More than 13 years after the near disaster that triggered urgent government demands to defend commercial airliners from shoulder-launched missile attack, a solution is finally in hand, defense and industry sources said.
Israel’s Defense Ministry announced Wednesday that SkyShield, developed by Elbit Systems, had successfully concluded operational tests and is certified for commercial use to counter the growing threat of man-portable surface-to-air missile systems (MANPADS).
“SkyShield has been validated under the most complex and sophisticated testing conditions ever conducted in Israel and is now ready to protect Israeli airlines,” said Israel Air Force Brig. Gen. Eitan Eshel, director of research and development at Israel’s MoD.

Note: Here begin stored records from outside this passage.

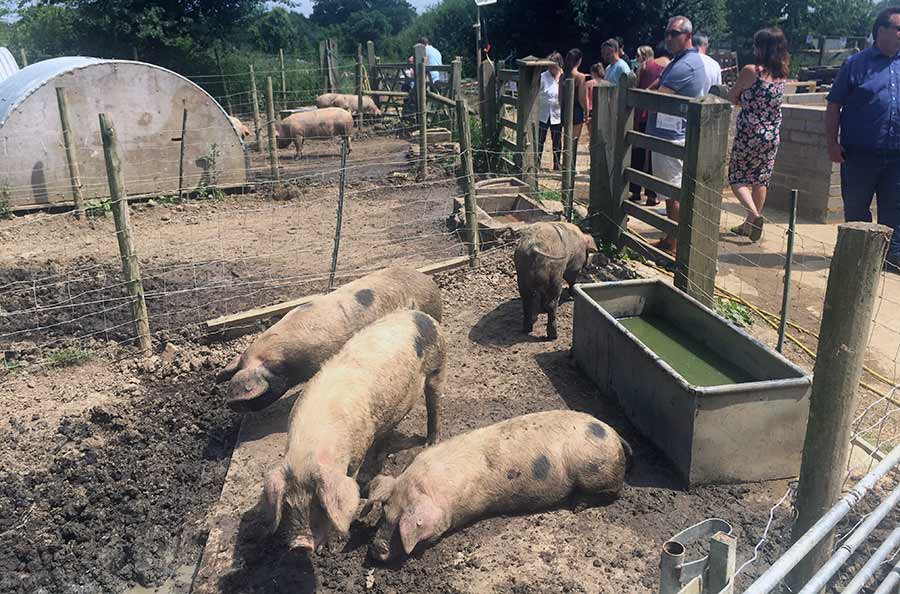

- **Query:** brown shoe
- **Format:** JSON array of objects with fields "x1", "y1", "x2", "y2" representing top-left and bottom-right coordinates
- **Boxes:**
[{"x1": 748, "y1": 216, "x2": 765, "y2": 242}]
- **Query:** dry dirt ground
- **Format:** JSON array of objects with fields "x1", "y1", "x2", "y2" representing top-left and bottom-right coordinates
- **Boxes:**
[{"x1": 0, "y1": 133, "x2": 896, "y2": 594}]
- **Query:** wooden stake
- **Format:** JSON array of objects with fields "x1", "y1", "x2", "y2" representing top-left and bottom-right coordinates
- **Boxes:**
[
  {"x1": 328, "y1": 140, "x2": 349, "y2": 291},
  {"x1": 516, "y1": 62, "x2": 541, "y2": 196},
  {"x1": 265, "y1": 77, "x2": 279, "y2": 180},
  {"x1": 177, "y1": 107, "x2": 188, "y2": 200},
  {"x1": 675, "y1": 94, "x2": 732, "y2": 306},
  {"x1": 457, "y1": 97, "x2": 479, "y2": 267},
  {"x1": 608, "y1": 72, "x2": 636, "y2": 244},
  {"x1": 55, "y1": 87, "x2": 85, "y2": 219},
  {"x1": 481, "y1": 60, "x2": 497, "y2": 155},
  {"x1": 279, "y1": 48, "x2": 286, "y2": 109},
  {"x1": 414, "y1": 43, "x2": 428, "y2": 181},
  {"x1": 98, "y1": 113, "x2": 152, "y2": 355},
  {"x1": 560, "y1": 77, "x2": 575, "y2": 221},
  {"x1": 356, "y1": 44, "x2": 364, "y2": 129},
  {"x1": 787, "y1": 222, "x2": 892, "y2": 591},
  {"x1": 588, "y1": 81, "x2": 616, "y2": 237},
  {"x1": 19, "y1": 48, "x2": 27, "y2": 67},
  {"x1": 249, "y1": 64, "x2": 261, "y2": 144}
]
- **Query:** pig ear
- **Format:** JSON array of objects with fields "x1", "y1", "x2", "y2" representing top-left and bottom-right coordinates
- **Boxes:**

Also known as C-MUSIC, a commercial version of Elbit’s multi-spectral infrared countermeasure, SkyShield uses advanced laser technology and thermal imaging to deflect incoming threats by way of jamming.
Funded by Israel’s Transportation Ministry and managed by MoD in cooperation with Israel’s Civil Aviation Authority, SkyShield is the government’s belated response to a failed November 2002 attack in Mombasa, Kenya. In that event, terrorists targeted an Israeli charter flight with SA-7 missiles that narrowly missed the aircraft and the 261 people on board.